AMD Ryzen 9 9950X3D2 Dual Edition Put Through Its Paces in a Battery of Synthetic Benchmarks

Early benchmark results for AMD’s upcoming Ryzen 9 9950X3D2 Dual Edition have surfaced online, offering a first look at how the flagship Zen 5 X3D processor performs before its official launch. The chip has appeared on HWBot in several popular productivity-focused tests, giving enthusiasts a glimpse at its potential—and also highlighting how much performance may depend on cooling.

A Bulgarian user known as “Stoikov” uploaded four results featuring the Ryzen 9 9950X3D2, including 7-Zip, Cinebench 2026 (single-core and multi-core), and Cinebench R23 multi-core. While it’s always exciting to see a top-tier 16-core, 32-thread CPU show up in early benchmarks, these results come with a major caveat: the processor appears to have been held back by an air-cooling setup that couldn’t keep temperatures fully under control.

Across the multi-threaded workloads, the CPU reportedly ran right into AMD’s stated maximum operating temperature of 95°C, and in some runs even briefly touched 96°C. That behavior strongly suggests thermal throttling, where the processor lowers clocks to prevent overheating. The exact cooler used wasn’t identified, so it’s unclear whether this was a bundled solution or an aftermarket air cooler, but the temperatures indicate it wasn’t enough for a high-end dual-CCD design.

The test system itself was otherwise enthusiast-grade, featuring an ASUS ROG Strix B850-A Gaming WiFi motherboard, 32GB of DDR5 memory, and a Radeon RX 7900 XTX graphics card.
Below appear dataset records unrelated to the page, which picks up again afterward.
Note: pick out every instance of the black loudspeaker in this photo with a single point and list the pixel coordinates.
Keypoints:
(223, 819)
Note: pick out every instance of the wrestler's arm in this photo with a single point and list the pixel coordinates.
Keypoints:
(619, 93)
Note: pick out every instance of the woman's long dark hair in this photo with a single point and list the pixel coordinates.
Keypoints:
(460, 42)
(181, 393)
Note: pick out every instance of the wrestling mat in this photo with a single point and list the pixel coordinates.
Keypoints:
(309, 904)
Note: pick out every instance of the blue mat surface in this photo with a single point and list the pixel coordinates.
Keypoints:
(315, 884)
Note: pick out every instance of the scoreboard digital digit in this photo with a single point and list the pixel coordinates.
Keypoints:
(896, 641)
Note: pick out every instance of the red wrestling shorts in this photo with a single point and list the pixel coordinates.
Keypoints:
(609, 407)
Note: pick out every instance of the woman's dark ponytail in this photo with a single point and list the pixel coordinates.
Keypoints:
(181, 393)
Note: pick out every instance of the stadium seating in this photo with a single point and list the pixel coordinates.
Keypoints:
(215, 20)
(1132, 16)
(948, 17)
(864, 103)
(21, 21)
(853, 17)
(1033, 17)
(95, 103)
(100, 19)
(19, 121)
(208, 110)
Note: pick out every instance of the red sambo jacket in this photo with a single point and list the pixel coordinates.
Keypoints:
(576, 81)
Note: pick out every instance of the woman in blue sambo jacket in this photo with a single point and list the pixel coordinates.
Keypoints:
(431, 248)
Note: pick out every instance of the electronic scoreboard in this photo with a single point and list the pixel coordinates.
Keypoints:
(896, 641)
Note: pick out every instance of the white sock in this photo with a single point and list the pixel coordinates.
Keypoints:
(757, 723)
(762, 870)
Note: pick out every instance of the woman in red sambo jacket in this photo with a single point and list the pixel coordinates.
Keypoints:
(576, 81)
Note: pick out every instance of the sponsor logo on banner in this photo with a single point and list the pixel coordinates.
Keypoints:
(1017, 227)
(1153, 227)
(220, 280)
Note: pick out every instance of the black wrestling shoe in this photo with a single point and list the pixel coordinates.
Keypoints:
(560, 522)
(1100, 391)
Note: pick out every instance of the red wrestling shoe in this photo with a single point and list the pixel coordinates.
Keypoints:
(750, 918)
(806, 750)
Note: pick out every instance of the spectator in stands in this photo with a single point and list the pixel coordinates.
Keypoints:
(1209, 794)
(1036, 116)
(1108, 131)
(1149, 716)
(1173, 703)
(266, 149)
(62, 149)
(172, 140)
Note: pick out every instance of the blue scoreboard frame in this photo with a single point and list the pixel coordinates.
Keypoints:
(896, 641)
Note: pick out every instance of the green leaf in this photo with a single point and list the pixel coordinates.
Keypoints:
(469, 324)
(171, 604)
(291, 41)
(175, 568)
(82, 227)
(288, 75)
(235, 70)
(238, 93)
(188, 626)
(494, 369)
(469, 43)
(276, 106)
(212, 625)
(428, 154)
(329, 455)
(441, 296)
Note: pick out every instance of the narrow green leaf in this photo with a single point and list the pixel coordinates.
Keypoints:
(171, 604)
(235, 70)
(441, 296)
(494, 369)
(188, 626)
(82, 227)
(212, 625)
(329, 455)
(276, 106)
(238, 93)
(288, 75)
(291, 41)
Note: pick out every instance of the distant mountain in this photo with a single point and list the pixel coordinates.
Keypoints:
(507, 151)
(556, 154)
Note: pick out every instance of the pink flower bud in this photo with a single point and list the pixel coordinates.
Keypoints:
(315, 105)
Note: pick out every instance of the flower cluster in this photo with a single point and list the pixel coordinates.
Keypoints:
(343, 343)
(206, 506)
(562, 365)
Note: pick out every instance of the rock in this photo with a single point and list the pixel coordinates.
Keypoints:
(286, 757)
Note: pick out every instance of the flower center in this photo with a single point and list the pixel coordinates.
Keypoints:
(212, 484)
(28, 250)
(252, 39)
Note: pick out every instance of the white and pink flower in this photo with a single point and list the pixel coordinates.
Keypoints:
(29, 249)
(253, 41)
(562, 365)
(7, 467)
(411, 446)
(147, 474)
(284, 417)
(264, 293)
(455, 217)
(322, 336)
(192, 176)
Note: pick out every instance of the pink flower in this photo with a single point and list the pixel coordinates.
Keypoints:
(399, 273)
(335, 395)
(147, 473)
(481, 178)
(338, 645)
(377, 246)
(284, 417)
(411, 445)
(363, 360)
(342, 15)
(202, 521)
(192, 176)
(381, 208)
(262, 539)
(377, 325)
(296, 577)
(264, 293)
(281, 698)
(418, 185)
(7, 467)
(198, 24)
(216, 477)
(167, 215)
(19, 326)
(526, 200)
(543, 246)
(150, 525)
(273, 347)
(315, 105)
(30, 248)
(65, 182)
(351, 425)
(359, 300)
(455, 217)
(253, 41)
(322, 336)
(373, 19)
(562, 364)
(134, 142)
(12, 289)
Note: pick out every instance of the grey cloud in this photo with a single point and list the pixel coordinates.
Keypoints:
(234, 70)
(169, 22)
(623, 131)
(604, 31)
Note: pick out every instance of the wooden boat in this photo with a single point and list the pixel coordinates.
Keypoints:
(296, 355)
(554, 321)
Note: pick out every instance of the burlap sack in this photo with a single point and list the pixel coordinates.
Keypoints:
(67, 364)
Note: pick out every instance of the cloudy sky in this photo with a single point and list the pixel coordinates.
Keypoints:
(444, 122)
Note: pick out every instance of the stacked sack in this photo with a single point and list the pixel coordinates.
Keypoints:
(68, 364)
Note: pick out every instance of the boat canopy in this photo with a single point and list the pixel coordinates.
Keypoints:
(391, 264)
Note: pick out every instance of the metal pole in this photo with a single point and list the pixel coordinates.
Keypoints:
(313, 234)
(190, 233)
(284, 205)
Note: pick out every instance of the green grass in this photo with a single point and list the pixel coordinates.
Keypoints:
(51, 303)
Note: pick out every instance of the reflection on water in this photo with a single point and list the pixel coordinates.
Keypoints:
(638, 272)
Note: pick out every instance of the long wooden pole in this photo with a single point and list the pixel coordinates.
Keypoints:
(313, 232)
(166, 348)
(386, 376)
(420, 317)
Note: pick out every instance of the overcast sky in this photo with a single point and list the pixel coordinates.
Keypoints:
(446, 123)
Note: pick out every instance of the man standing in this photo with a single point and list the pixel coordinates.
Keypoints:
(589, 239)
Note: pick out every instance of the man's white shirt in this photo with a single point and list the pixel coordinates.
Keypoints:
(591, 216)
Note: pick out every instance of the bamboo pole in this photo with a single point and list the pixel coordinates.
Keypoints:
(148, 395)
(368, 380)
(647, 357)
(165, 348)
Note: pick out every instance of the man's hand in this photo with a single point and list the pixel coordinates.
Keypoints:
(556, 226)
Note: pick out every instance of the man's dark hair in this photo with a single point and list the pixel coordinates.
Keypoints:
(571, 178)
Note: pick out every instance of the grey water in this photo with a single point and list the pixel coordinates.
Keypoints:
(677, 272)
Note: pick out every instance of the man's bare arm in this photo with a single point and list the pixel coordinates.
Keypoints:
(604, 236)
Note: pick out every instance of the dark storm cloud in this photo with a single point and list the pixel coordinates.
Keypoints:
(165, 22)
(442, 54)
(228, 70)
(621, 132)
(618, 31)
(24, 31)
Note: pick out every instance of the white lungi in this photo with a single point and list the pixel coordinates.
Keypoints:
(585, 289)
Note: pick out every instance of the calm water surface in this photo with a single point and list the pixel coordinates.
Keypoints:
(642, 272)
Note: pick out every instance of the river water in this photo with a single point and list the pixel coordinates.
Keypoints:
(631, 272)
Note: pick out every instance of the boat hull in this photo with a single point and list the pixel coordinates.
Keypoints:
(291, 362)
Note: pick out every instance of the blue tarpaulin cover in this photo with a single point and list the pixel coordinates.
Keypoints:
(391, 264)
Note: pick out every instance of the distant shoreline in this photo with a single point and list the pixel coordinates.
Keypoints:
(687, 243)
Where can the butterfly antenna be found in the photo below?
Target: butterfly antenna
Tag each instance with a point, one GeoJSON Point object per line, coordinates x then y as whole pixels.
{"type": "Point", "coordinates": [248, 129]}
In 7-Zip, the Ryzen 9 9950X3D2 posted a score of 227,919 MIPS while running at around 5.13 GHz. In Cinebench 2026 multi-threaded, it reached 9,246 points, and in Cinebench R23 multi-core, it scored 38,579—again with clocks that reportedly struggled to exceed the 5.2 GHz range under sustained, all-core load.

Single-thread results looked a bit more encouraging. In Cinebench 2026 single-core testing, the processor boosted to about 5.5 GHz and scored 746 points, landing around 37th on the leaderboard. Interestingly, temperature in that single-thread run peaked at about 76°C, much lower than the multi-thread tests—suggesting that with better cooling and more thermal headroom, the chip could potentially deliver stronger performance, especially in sustained workloads.

For many PC builders and enthusiasts, the most anticipated question remains gaming performance. So far, no game benchmarks have appeared alongside these early numbers. That matters because the Ryzen 9 9950X3D2 is expected to lean heavily on its dual X3D chiplet configuration to strengthen gaming results, not just productivity throughput. Once gaming tests arrive—especially with high-end cooling and tuned memory—there should be a clearer picture of how this Zen 5 X3D flagship stacks up where many buyers care most.

As always with pre-launch benchmark leaks, it’s best to treat early results as a preview rather than a final verdict. Still, these first entries hint that the Ryzen 9 9950X3D2 may be highly sensitive to cooling quality, and anyone planning to pair it with air cooling may want to choose a top-tier solution—or consider liquid cooling—if they want to avoid throttling and get the performance this flagship chip is built to deliver.